Well, it looks there's a new challenger about to enter that ring; double floating-gate field effect transistors, currently in prototype form at North Carolina State University. Whereas the single floating-gate variety is currently responsible for the flash memory in your USB keys and SSDs, the second floating gate lets bits of data stay in an active, ready state, but the computer can also apply a higher voltage to "freeze" them in place. Since the memory can switch between static and dynamic modes in a single cycle and the data never disappears in between, researchers imagine the new tech could lead to instant-on computers and power-saving techniques that shut down idle memory banks.
In operation, computers using the double floating-gate FETs for their main memory can operate normally until they become idle, at which time their data values can be transferred to the second gate in order to power down the memory chip. Then when the stored values need to be accessed again by the computer, the second gate quickly transfers their stored charge back to the first gate and normal operations can resume.
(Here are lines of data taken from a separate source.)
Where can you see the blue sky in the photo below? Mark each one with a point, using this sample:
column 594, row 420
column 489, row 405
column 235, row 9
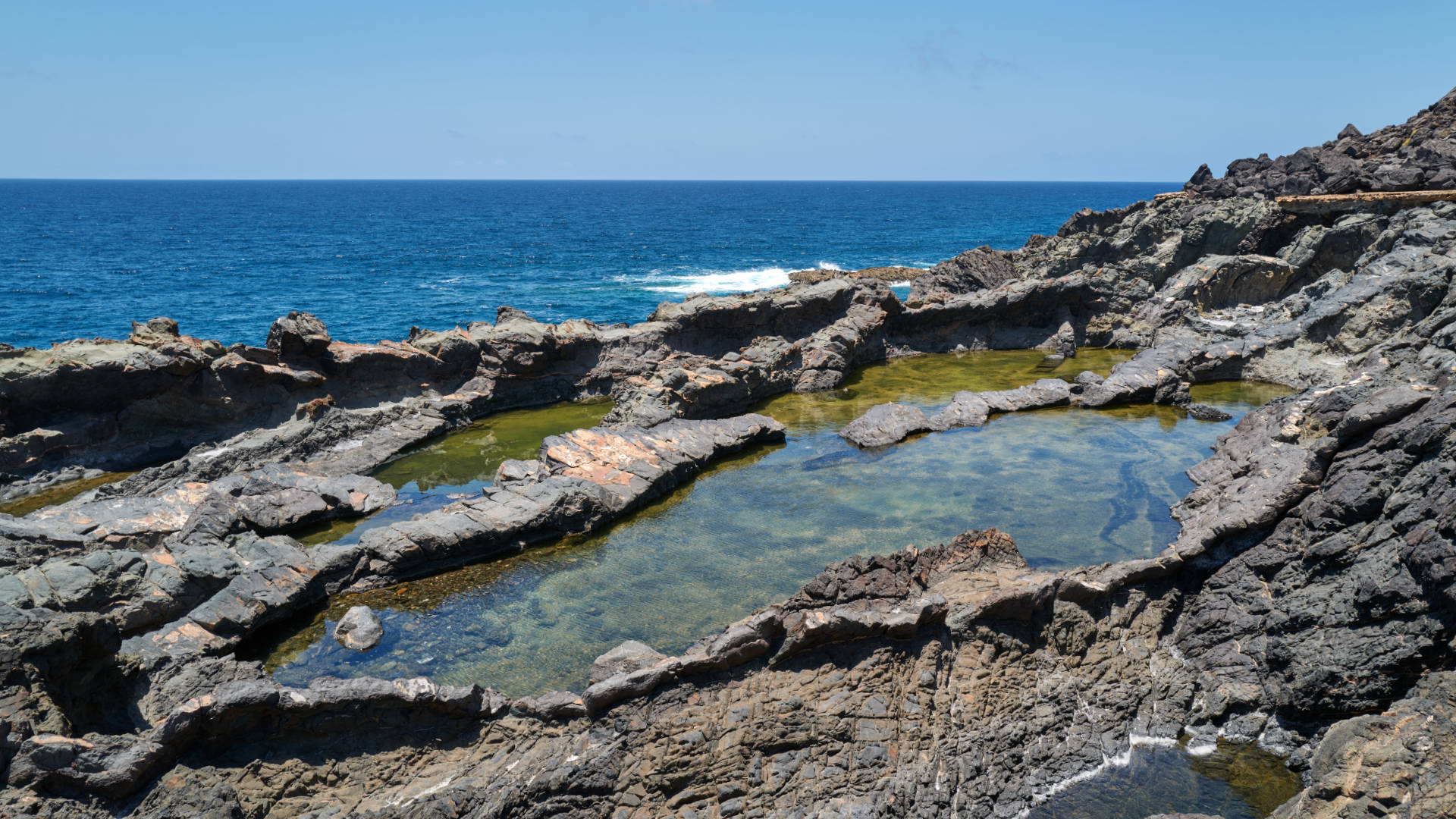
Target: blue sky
column 726, row 89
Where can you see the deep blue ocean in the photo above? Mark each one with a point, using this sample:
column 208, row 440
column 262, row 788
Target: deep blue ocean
column 83, row 259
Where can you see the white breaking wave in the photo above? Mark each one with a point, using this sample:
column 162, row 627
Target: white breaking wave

"We believe our new memory device will enable power-proportional computing, by allowing memory to be turned off during periods of low use without affecting performance," said Franzon.
So far the researchers have only built the gate structures in their new FET design and are currently performing cycling testing to make sure that memories stored and retrieved from the floating gates do not cause fatigue that could eventually wear out the devices. Flash, for instance, uses voltages so high during hot-carrier injection that devices can only survive about 10,000 read/write cycles. Double floating-gate FETs use lower voltages, but only cycling testing can determine whether the devices experience excessive fatigue.
If the test devices pass cycle testing, then the researchers' next step will be to fabricate real semiconductor memories out of them—a task the researchers hope to perform by next year. Also working on the project was Neil Spigna, a research assistant professor at NC State and doctoral candidates Daniel Schinke and Mihir Shiveshwarkar. Funding was provided by the National Science Foundation.